Rockhurst University last month found itself on one of those federal lists no school wants to be on.
One that marks it as having been under close watch by the U.S. Department of Education for financial reasons.
The university said last week that it has since met its financial obligations and won’t appear on the list when the federal agency updates it. But there are penalties for having hit the list in the first place.
The Heightened Cash Monitoring list is the latest way the Education Department is opening its books to give tuition-paying students and parents a better look at what their money is buying and how it’s being used.
The list revealed the names of about 500 colleges and universities the department has placed under financial scrutiny. Agency officials are watching the schools to ensure they are using federal student aid in a way that is accountable to students and taxpayers.
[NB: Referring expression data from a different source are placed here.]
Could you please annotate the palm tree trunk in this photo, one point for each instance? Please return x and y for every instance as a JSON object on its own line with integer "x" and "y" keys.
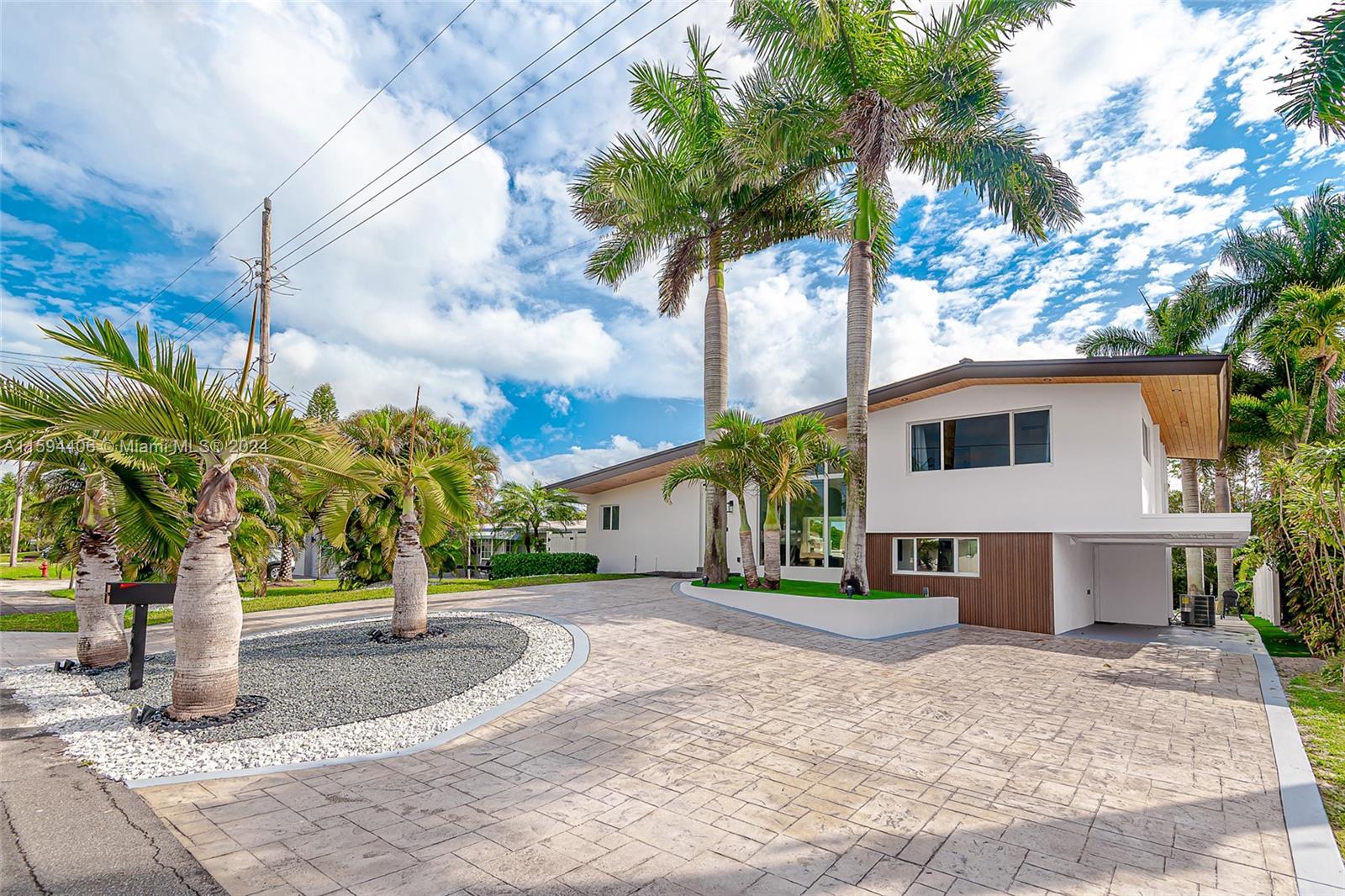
{"x": 716, "y": 564}
{"x": 287, "y": 559}
{"x": 208, "y": 620}
{"x": 410, "y": 580}
{"x": 1223, "y": 505}
{"x": 1190, "y": 505}
{"x": 101, "y": 640}
{"x": 750, "y": 573}
{"x": 858, "y": 354}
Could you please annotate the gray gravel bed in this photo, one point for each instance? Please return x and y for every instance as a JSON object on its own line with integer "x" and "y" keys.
{"x": 336, "y": 674}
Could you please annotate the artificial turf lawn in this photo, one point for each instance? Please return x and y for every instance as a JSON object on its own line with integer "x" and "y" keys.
{"x": 1318, "y": 704}
{"x": 307, "y": 596}
{"x": 1278, "y": 642}
{"x": 815, "y": 589}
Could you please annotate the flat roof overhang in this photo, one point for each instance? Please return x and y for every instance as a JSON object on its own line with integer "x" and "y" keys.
{"x": 1177, "y": 530}
{"x": 1187, "y": 396}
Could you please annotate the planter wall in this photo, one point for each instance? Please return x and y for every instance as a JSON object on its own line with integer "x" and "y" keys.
{"x": 867, "y": 619}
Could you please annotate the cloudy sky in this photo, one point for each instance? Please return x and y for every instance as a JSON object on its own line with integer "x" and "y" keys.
{"x": 134, "y": 136}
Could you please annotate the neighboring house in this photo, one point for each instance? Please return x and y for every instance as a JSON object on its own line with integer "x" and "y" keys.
{"x": 1035, "y": 492}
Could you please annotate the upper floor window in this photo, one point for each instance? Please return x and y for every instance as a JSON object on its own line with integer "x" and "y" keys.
{"x": 989, "y": 440}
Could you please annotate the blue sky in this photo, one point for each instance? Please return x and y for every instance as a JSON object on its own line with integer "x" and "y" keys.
{"x": 134, "y": 136}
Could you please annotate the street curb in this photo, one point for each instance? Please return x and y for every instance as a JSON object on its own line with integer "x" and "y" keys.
{"x": 578, "y": 658}
{"x": 1317, "y": 862}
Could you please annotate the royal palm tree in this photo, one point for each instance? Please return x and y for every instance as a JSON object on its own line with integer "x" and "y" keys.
{"x": 1316, "y": 89}
{"x": 730, "y": 461}
{"x": 127, "y": 506}
{"x": 428, "y": 481}
{"x": 678, "y": 194}
{"x": 1176, "y": 326}
{"x": 791, "y": 452}
{"x": 1306, "y": 248}
{"x": 860, "y": 87}
{"x": 531, "y": 510}
{"x": 154, "y": 392}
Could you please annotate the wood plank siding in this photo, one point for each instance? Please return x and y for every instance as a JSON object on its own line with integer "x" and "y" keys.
{"x": 1015, "y": 588}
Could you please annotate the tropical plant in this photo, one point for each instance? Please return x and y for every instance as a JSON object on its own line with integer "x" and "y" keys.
{"x": 1316, "y": 89}
{"x": 1306, "y": 248}
{"x": 118, "y": 492}
{"x": 791, "y": 452}
{"x": 154, "y": 392}
{"x": 862, "y": 87}
{"x": 679, "y": 194}
{"x": 533, "y": 510}
{"x": 428, "y": 481}
{"x": 730, "y": 461}
{"x": 1176, "y": 326}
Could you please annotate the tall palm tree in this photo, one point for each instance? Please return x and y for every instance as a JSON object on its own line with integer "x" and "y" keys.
{"x": 152, "y": 392}
{"x": 1305, "y": 248}
{"x": 860, "y": 87}
{"x": 125, "y": 506}
{"x": 730, "y": 461}
{"x": 678, "y": 194}
{"x": 791, "y": 452}
{"x": 531, "y": 510}
{"x": 1176, "y": 326}
{"x": 1316, "y": 89}
{"x": 430, "y": 485}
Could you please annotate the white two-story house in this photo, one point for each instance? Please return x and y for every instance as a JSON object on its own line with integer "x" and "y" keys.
{"x": 1035, "y": 492}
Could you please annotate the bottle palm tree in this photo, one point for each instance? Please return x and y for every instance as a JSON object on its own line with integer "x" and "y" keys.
{"x": 730, "y": 461}
{"x": 678, "y": 194}
{"x": 154, "y": 393}
{"x": 531, "y": 510}
{"x": 1176, "y": 326}
{"x": 1306, "y": 248}
{"x": 852, "y": 87}
{"x": 127, "y": 506}
{"x": 791, "y": 452}
{"x": 428, "y": 482}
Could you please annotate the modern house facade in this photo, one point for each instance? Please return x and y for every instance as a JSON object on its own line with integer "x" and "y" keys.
{"x": 1036, "y": 493}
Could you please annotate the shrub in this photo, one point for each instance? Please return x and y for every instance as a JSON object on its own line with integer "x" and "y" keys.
{"x": 513, "y": 566}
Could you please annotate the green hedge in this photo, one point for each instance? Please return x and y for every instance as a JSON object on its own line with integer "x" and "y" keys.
{"x": 513, "y": 566}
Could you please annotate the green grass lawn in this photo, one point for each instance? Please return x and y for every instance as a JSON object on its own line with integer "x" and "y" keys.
{"x": 309, "y": 595}
{"x": 1278, "y": 642}
{"x": 817, "y": 589}
{"x": 1318, "y": 704}
{"x": 29, "y": 569}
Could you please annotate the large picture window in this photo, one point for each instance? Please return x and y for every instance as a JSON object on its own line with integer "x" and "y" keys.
{"x": 936, "y": 556}
{"x": 811, "y": 528}
{"x": 989, "y": 440}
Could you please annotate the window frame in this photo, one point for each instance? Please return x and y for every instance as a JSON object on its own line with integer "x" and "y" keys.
{"x": 915, "y": 560}
{"x": 1013, "y": 452}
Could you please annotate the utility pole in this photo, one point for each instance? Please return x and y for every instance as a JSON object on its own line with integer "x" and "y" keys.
{"x": 264, "y": 340}
{"x": 18, "y": 515}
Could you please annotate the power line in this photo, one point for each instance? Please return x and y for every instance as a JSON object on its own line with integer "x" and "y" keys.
{"x": 461, "y": 116}
{"x": 335, "y": 134}
{"x": 481, "y": 145}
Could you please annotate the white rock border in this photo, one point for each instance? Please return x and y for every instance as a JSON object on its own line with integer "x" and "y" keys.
{"x": 98, "y": 730}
Most of the schools are private for-profit institutions, but the list also includes some public schools and 103 private nonprofits. None of the area’s large public schools is on the list.
Undersecretary of Education Ted Mitchell said in a blog post last week that a school could land on the monitoring list for late financial statements, outstanding liabilities, accreditation issues or concerns about its financial responsibility. The last landed Rockhurst on the list.
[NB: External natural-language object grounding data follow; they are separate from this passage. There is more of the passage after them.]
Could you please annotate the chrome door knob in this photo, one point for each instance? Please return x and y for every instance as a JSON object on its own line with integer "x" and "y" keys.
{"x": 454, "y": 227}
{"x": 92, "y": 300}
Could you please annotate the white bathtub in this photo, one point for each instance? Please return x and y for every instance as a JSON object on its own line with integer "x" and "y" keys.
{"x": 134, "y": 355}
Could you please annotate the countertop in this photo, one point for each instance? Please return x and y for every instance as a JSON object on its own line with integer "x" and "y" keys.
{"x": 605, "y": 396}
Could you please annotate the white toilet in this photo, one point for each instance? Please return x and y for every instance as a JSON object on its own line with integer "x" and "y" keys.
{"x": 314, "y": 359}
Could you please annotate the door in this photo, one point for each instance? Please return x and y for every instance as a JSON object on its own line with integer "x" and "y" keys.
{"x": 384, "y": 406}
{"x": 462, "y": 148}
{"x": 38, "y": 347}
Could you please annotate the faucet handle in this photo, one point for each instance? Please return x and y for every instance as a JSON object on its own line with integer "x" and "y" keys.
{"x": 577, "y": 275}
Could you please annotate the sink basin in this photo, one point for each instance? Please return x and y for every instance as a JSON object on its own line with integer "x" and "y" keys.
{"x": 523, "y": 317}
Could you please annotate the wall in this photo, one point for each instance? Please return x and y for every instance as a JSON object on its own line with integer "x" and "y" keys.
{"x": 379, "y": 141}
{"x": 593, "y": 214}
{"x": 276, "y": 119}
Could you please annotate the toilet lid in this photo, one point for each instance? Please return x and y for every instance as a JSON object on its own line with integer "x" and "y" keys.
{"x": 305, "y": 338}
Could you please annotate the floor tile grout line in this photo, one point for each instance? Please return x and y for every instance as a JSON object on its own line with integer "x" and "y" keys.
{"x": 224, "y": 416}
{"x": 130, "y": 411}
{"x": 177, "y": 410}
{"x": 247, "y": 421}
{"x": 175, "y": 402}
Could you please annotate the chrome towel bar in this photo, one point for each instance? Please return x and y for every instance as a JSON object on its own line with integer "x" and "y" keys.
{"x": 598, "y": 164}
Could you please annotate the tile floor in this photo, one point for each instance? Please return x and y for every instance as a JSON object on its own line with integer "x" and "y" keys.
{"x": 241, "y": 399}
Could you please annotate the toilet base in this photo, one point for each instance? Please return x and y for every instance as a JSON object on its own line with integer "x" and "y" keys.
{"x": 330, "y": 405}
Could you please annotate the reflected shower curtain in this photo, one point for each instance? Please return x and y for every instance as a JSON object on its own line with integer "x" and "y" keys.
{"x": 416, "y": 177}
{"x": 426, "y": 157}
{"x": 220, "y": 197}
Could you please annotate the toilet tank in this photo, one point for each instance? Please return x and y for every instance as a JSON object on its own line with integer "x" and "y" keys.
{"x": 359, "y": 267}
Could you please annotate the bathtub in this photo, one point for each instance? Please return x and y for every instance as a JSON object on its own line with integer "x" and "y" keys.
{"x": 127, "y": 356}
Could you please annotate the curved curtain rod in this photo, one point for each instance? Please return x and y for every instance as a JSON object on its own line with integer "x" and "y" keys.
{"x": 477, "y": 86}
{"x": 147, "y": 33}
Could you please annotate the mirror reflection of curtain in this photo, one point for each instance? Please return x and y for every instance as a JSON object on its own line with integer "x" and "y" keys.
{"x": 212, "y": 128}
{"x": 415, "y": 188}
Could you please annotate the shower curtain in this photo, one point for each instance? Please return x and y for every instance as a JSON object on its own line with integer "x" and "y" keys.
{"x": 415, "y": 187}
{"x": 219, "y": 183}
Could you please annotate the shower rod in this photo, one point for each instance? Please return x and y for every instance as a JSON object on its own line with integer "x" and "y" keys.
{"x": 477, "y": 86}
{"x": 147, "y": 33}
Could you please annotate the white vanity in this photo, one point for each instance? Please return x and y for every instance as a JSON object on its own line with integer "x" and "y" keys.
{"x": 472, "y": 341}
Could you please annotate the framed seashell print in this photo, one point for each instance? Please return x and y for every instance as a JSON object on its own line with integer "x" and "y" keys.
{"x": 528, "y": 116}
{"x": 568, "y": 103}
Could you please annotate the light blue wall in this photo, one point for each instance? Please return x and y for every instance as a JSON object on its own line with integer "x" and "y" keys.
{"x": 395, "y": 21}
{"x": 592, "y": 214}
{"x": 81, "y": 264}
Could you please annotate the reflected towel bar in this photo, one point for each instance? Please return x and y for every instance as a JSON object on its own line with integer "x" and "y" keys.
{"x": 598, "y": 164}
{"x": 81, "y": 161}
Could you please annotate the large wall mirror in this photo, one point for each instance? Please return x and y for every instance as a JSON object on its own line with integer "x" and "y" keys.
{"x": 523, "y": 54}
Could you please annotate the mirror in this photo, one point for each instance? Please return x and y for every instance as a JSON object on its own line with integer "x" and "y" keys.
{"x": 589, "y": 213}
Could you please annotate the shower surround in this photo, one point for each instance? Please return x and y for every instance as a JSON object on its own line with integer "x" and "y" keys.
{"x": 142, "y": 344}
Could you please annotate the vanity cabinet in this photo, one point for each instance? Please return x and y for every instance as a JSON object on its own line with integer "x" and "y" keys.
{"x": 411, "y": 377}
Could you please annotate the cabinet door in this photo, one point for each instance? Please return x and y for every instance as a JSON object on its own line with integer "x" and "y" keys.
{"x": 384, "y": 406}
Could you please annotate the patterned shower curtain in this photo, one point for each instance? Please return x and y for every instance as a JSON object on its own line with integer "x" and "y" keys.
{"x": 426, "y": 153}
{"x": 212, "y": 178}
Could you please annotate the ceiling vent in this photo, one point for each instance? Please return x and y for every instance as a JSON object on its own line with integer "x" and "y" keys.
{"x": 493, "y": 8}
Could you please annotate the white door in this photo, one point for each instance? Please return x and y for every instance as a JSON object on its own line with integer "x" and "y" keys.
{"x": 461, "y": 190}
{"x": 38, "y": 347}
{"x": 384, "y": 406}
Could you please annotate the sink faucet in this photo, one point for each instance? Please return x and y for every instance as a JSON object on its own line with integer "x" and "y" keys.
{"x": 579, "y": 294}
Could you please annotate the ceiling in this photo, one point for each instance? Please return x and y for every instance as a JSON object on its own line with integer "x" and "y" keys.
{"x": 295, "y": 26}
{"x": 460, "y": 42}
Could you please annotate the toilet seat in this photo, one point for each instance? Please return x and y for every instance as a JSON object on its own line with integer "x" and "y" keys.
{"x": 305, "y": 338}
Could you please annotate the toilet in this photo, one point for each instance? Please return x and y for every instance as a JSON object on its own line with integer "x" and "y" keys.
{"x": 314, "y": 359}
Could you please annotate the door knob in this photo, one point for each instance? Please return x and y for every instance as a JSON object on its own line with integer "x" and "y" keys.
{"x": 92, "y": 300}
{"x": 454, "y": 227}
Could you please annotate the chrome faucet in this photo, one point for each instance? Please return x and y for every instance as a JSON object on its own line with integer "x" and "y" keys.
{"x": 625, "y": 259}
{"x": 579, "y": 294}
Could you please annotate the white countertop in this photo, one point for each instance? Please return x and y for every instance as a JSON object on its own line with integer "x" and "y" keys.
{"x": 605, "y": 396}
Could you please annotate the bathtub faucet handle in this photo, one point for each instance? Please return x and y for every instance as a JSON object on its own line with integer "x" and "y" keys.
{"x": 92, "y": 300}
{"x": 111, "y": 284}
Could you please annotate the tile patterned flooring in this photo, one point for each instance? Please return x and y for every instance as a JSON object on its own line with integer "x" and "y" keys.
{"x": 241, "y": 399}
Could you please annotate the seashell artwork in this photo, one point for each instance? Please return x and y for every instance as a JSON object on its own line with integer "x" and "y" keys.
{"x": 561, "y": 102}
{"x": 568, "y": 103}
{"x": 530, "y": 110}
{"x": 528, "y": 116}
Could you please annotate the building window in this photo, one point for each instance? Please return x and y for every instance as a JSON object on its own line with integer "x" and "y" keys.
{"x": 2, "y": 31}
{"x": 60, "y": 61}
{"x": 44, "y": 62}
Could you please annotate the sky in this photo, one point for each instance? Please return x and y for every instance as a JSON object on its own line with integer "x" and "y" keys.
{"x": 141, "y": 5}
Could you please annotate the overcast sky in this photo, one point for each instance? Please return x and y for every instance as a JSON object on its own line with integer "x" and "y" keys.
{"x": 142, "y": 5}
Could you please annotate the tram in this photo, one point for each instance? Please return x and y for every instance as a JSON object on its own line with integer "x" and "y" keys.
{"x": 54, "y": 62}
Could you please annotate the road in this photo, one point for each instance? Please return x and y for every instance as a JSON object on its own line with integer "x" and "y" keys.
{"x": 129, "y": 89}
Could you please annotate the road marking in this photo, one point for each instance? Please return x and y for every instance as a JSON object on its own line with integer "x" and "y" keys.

As scored by the department, a mark of 1.5 to 3 indicates an institution is financially responsible. Schools with scores greater than or equal to 1 but less than 1.5 are considered financially responsible but require additional oversight. Scores below 1 open a school to serious penalties.
Rockhurst, which sets tuition at more than $32,000 a year for undergraduates, in fiscal 2011-2012 had a score of 1, meaning it required more federal oversight.
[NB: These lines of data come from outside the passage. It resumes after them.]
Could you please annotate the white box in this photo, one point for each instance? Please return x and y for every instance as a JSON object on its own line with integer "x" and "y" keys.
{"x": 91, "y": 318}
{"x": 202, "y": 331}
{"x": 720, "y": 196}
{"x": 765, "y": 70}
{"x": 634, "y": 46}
Rockhurst said the problem was caused by a slower revenue stream that year, in part because of a smaller freshman class.
“During the last three years the market has improved, and we also have brought in freshman classes above or near 400,” said Katherine Frohoff, university spokeswoman.
The school’s 2014 score is better than 2, she said.
Healthy schools can draw from federal funds on an honor system to pay out student financial aid awards. Rockhurst, as a penalty, had to pay those awards from its own coffers and then be reimbursed by the federal agency.